Los derechos de los abuelos

El 26 de agosto se recuerda en Bolivia El Día de las personas de la tercera edad instituido por Decreto Supremo N° 1421 del 17 de diciembre de 1948, emitido por el presidente Enrique Hertzog Garaizabal y se encuentra ratificado como Día de la Dignidad de las Personas Adultas Mayores en todo el Estado Plurinacional de acuerdo a la Ley 369, del 1 de mayo de 2013. En el plano internacional las Naciones Unidas, en 1992 definió los principios más importantes a favor de las personas mayores, como tener independencia, participación, cuidados, autorrealización y dignidad de una vida plena.

En Bolivia, pese a existir diferentes normas que establecen atención preferencial a las personas mayores en salud, jubilación, atención en servicios y otros, en la realidad nada se cumple, se discrimina a los mayores en empleo, los transportistas los abusan y pocas instituciones cumplen las normas. No hay registros de que un transgresor a estas normas hubiese sido sancionado.

Precisamente el pasado fin de semana, los Adultos mayores, representantes de los nueve departamentos de Bolivia, recorrieron las principales calles de la ciudad de La Paz para exigir respeto a sus derechos en cuanto a la atención preferencial en hospitales y en los servicios de transporte público. La actividad fue organizada en el marco del séptimo encuentro nacional del sector.

El presidente de la Asociación Nacional de Adultos Mayores de Bolivia (Anambo), Freddy Gutiérrez denunció que en los hospitales hacen madrugar a las personas mayores para sacar ficha de atención, y el trato que se brinda es discriminatorio y torpe. También dijo que la discriminación es notoria en los servicios de trasporte, en los que, según la Ley General de las Personas Adultas Mayores, deben tener tarifas preferenciales, pero, los choferes no cumplen con la disposición y otros prefieren pasar de largo para evitar recogerlos en sus vehículos.

Más de un millón de personas con más de 60 años de edad en nuestro país requieren que se cumplan las normas de protección. Pese a las recomendaciones y determinaciones que la Organización de Naciones Unidas, en muchos países como el nuestro, son más las buenas intenciones que una eficiente aplicación de las medidas dirigidas a proteger a los ancianos.

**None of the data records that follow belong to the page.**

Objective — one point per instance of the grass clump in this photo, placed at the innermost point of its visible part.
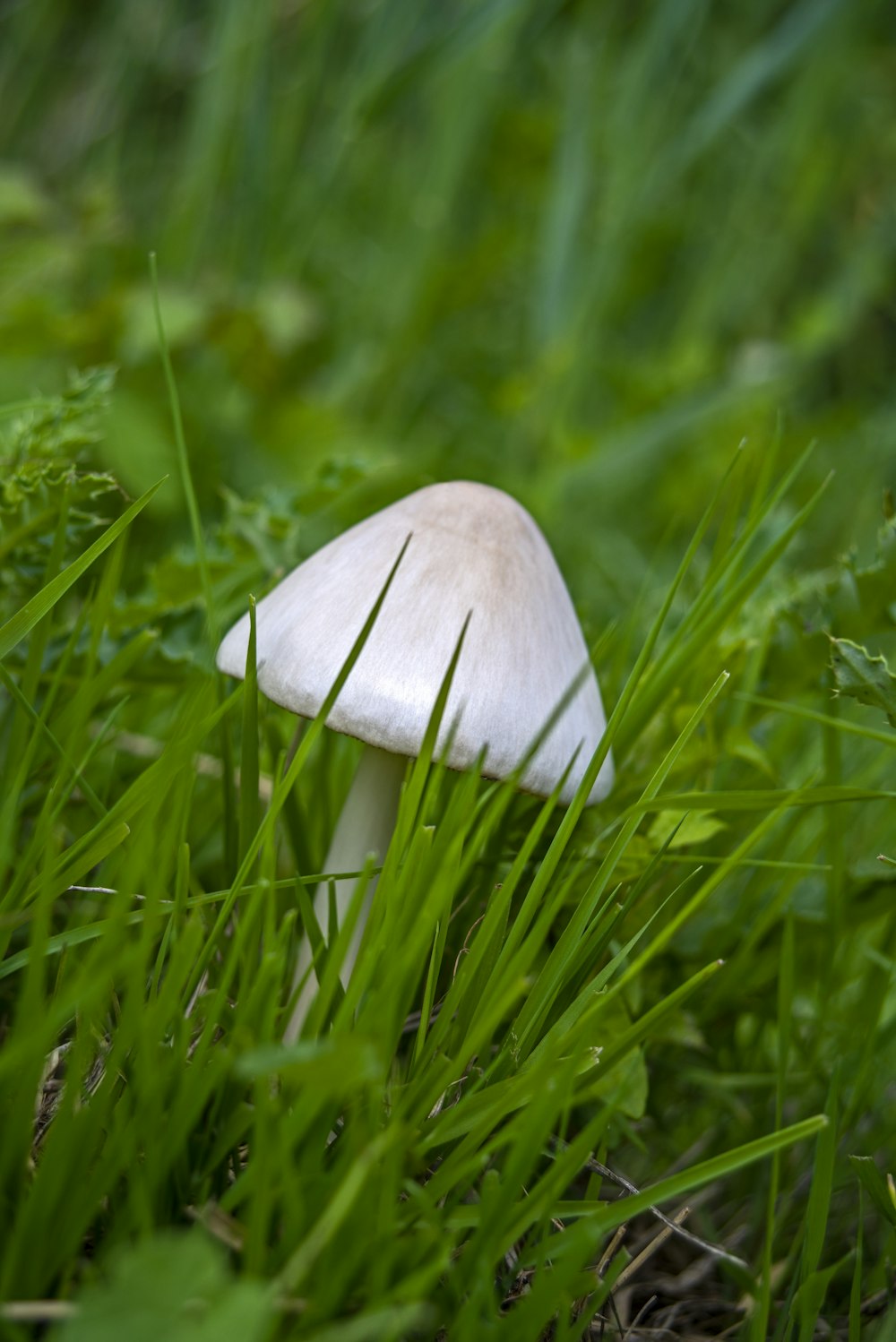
(691, 983)
(580, 253)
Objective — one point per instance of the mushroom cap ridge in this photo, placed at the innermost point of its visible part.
(472, 549)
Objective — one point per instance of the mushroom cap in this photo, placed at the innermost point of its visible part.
(472, 549)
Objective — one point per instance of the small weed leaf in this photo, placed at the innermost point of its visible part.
(863, 676)
(175, 1287)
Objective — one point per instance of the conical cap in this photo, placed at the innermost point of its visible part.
(472, 550)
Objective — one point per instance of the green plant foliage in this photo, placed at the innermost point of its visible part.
(173, 1286)
(863, 676)
(580, 253)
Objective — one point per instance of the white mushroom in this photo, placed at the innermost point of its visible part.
(472, 552)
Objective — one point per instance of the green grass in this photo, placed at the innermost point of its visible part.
(581, 254)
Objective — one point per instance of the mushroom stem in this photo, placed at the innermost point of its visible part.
(365, 826)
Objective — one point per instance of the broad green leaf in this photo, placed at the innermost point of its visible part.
(861, 676)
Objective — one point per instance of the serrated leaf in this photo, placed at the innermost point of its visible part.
(695, 829)
(861, 676)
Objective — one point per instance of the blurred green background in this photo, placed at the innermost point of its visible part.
(578, 250)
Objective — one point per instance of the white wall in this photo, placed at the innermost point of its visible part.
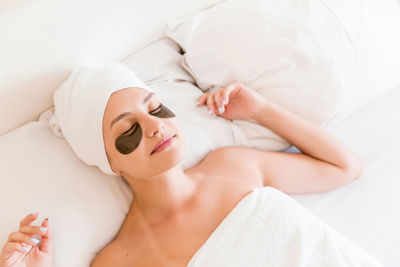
(42, 40)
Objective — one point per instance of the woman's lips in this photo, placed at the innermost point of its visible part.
(164, 145)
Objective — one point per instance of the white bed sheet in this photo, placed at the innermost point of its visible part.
(367, 211)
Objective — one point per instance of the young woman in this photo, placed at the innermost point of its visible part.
(174, 211)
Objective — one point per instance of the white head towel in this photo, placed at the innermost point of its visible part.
(80, 102)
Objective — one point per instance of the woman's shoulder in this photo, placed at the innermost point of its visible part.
(114, 254)
(229, 164)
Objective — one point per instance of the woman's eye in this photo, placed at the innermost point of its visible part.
(159, 107)
(127, 131)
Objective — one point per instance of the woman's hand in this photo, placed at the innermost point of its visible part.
(236, 101)
(22, 249)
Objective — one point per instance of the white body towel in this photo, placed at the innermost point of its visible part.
(269, 228)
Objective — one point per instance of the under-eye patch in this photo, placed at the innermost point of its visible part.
(129, 141)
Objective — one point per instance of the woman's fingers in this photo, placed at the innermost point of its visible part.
(218, 101)
(210, 104)
(46, 245)
(21, 237)
(10, 247)
(201, 100)
(33, 230)
(28, 219)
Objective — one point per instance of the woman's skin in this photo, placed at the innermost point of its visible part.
(174, 211)
(21, 251)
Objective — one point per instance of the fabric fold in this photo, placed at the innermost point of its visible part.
(269, 228)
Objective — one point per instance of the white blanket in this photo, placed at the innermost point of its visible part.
(269, 228)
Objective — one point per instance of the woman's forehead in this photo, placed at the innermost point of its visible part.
(125, 99)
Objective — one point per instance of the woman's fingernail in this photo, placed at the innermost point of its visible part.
(34, 240)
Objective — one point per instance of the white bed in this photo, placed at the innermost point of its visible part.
(40, 172)
(367, 211)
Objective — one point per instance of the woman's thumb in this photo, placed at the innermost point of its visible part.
(46, 246)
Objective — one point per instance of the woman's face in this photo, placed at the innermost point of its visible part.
(133, 123)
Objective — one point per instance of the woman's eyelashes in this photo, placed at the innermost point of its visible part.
(127, 131)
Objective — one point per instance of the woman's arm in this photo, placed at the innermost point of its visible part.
(309, 138)
(325, 165)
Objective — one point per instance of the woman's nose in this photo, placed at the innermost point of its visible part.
(153, 126)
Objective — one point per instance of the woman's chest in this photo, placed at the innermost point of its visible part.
(174, 243)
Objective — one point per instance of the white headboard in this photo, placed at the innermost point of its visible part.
(42, 40)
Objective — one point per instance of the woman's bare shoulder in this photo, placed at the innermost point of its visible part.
(110, 255)
(230, 163)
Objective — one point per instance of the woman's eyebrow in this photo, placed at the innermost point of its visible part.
(123, 115)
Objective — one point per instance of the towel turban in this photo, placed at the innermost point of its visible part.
(80, 103)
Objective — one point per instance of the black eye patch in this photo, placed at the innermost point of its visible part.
(126, 144)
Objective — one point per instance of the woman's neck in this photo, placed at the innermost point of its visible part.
(160, 197)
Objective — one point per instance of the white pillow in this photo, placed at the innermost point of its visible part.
(40, 172)
(158, 65)
(320, 59)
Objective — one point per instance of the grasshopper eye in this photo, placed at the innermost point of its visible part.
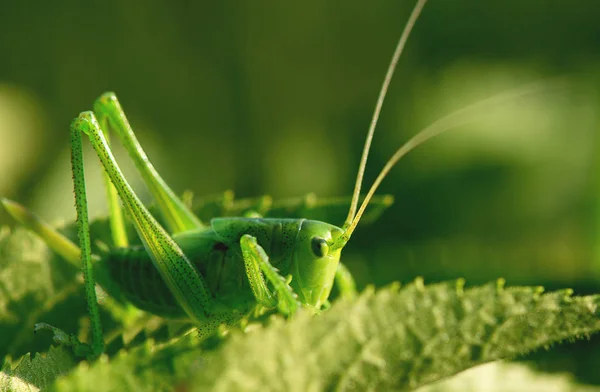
(319, 247)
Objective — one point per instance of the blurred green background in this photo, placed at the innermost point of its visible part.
(276, 97)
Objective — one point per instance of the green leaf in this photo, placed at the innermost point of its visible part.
(34, 285)
(508, 377)
(37, 373)
(397, 339)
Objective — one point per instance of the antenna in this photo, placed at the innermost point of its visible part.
(460, 117)
(386, 83)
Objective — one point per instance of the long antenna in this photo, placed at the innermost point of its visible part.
(452, 120)
(386, 83)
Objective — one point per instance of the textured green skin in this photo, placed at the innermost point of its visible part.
(215, 252)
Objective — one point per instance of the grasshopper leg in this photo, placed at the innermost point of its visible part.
(256, 262)
(94, 350)
(184, 281)
(177, 215)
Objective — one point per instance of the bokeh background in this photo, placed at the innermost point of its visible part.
(276, 97)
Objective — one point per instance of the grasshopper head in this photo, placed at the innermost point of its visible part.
(314, 263)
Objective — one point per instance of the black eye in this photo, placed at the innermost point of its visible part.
(319, 247)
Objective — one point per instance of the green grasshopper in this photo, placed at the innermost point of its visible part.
(212, 274)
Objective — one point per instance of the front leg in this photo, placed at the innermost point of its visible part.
(258, 268)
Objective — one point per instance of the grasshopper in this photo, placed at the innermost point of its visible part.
(214, 274)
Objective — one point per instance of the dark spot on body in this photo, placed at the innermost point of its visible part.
(220, 246)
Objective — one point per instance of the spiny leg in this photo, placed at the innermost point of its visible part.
(116, 219)
(257, 261)
(97, 347)
(186, 284)
(177, 215)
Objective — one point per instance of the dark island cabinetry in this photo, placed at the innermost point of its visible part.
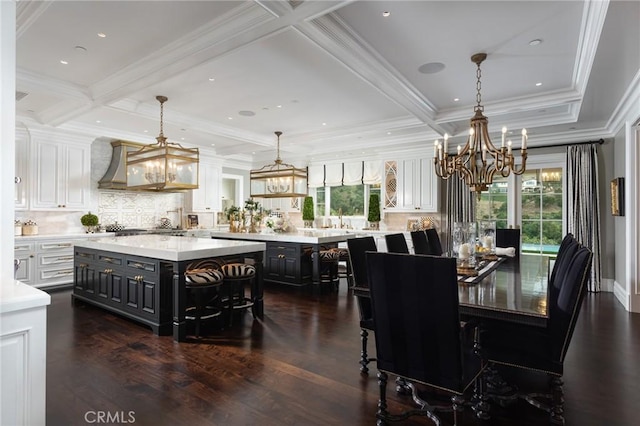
(288, 263)
(127, 285)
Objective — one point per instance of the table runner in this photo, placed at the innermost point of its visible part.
(484, 271)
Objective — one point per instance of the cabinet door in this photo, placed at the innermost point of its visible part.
(22, 161)
(25, 253)
(61, 176)
(207, 197)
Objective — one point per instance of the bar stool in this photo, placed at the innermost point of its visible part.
(236, 277)
(329, 259)
(203, 285)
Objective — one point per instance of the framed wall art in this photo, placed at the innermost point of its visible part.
(617, 197)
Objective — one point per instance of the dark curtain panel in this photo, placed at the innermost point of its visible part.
(583, 203)
(461, 207)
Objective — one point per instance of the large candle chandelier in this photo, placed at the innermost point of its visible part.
(479, 160)
(163, 166)
(278, 180)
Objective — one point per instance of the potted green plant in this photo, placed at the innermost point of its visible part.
(89, 221)
(308, 214)
(374, 211)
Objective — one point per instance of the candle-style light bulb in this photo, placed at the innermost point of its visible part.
(504, 132)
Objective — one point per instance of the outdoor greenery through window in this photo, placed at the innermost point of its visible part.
(541, 208)
(352, 199)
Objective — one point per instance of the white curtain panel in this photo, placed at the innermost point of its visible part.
(333, 174)
(352, 174)
(372, 173)
(315, 176)
(583, 203)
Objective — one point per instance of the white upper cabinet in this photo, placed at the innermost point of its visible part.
(410, 185)
(206, 199)
(60, 175)
(22, 169)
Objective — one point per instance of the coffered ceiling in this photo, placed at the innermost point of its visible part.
(338, 78)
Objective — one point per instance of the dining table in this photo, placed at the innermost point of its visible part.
(514, 291)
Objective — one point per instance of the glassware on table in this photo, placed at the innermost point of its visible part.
(464, 247)
(487, 239)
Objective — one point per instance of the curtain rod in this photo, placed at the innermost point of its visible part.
(599, 142)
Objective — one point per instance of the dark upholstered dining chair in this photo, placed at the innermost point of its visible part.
(507, 237)
(396, 243)
(418, 333)
(434, 241)
(357, 249)
(543, 349)
(420, 242)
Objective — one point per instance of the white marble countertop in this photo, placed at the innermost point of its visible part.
(15, 296)
(302, 236)
(170, 248)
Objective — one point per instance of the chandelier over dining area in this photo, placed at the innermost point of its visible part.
(279, 179)
(479, 160)
(163, 166)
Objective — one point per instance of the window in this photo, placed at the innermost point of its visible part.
(352, 200)
(493, 203)
(542, 210)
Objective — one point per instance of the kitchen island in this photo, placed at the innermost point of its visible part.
(292, 257)
(142, 276)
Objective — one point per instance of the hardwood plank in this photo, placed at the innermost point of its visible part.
(299, 366)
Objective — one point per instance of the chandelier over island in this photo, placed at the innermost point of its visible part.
(479, 160)
(278, 180)
(163, 166)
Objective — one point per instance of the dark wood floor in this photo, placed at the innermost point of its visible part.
(297, 367)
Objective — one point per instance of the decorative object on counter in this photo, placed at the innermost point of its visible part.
(165, 223)
(308, 214)
(278, 180)
(163, 166)
(114, 227)
(254, 209)
(29, 228)
(89, 221)
(479, 159)
(233, 216)
(464, 244)
(486, 244)
(374, 211)
(192, 221)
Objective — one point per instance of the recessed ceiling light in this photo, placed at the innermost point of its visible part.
(431, 67)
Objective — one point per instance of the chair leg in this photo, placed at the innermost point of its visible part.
(382, 412)
(364, 360)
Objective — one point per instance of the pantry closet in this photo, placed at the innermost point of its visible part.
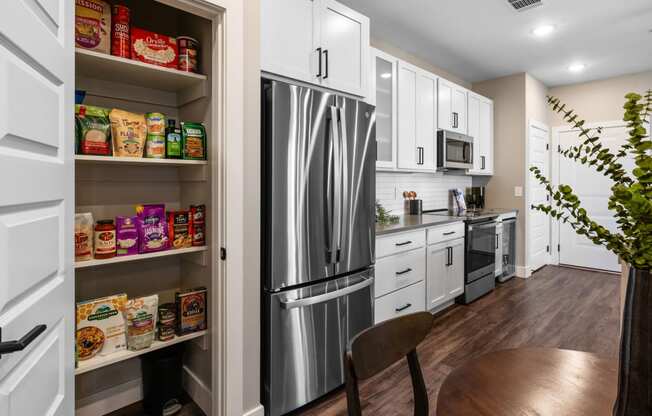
(110, 186)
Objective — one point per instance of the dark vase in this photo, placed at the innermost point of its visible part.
(635, 372)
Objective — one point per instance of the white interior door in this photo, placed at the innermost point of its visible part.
(593, 190)
(345, 43)
(37, 207)
(538, 234)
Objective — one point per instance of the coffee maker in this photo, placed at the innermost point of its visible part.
(474, 197)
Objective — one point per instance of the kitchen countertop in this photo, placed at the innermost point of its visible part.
(413, 222)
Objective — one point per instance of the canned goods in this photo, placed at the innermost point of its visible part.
(120, 29)
(188, 53)
(155, 146)
(155, 123)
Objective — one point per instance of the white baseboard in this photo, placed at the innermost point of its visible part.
(198, 391)
(523, 272)
(122, 395)
(111, 399)
(256, 411)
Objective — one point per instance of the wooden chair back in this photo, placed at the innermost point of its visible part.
(375, 349)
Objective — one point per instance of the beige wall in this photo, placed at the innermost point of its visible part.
(415, 60)
(508, 94)
(599, 101)
(251, 195)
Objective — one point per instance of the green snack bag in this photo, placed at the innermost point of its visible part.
(193, 137)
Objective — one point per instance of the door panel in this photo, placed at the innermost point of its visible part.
(358, 218)
(437, 273)
(287, 38)
(593, 190)
(37, 206)
(459, 108)
(304, 358)
(426, 127)
(455, 272)
(407, 116)
(539, 222)
(345, 40)
(298, 157)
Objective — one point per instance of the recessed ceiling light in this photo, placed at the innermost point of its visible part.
(578, 67)
(543, 30)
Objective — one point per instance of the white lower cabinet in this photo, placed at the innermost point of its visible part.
(402, 302)
(445, 266)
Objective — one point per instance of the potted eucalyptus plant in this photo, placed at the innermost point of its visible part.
(631, 203)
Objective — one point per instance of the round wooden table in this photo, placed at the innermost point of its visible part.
(531, 381)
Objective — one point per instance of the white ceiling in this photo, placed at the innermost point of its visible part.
(484, 39)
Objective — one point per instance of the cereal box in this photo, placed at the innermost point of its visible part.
(101, 326)
(154, 48)
(191, 310)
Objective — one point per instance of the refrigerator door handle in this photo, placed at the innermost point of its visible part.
(336, 203)
(300, 303)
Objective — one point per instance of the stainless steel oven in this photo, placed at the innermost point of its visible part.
(454, 150)
(480, 261)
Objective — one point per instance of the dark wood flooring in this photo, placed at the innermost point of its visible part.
(557, 307)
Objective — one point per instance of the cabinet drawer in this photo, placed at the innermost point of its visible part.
(402, 302)
(398, 271)
(401, 242)
(445, 233)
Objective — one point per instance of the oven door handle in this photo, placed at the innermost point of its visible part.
(300, 303)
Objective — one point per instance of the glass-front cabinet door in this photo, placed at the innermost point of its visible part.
(384, 94)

La ONU en varias oportunidades ha exhortado a que las sociedades deben aprovechar el talento y la contribución de esta generación para el logro de la Agenda 2030. La ONU señala que la composición de la población mundial ha cambiado de manera espectacular en los últimos decenios. En la actualidad, casi 700 millones de personas son mayores de 60 años. Para 2050, las personas de 60 años o más serán 2.000 millones, esto es, más del 20% de la población mundial.

La discriminación por envejecimiento y en ocasiones el abandono y maltrato a las personas mayores es una actitud frecuente y perjudicial. Esta marginación es una realidad en la mayor parte de las sociedades, de una forma u otra, y se materializa en las actitudes de los individuos, las prácticas institucionales y normativas, y la representación mediática. Todas ellas devalúan y excluyen a las personas mayores.

Tales formas de discriminación, de cómo las personas de edad son tratadas y percibidas por sus sociedades, incluso en los ambientes médicos y centros de trabajo, crean entornos que limitan su potencial y afectan a su salud y bienestar. El fracaso para hacer frente a la exclusión a las generaciones anteriores socava los derechos de las personas mayores y dificulta su contribución a la vida social, económica, cultural y política.

Cuando la ONU estableció el Día del Adulto Mayor, se decía que el mundo entero saldrá beneficiado si se aprovecha su potencial y su experiencia. Lamentablemente, lejos de cumplirse ese objetivo, ha crecido la discriminación por edad, como una de las peores formas de segregación, especialmente al derecho al trabajo. En Bolivia la discriminación por edad está derivando en actos delictivos, que van desde malos tratos familiares, abusos en asilos, trabas para conceder autorizaciones para conducir, “depuración” en el padrón electoral, límites de edad para contratar profesionales y otras formas ominosas de exclusión.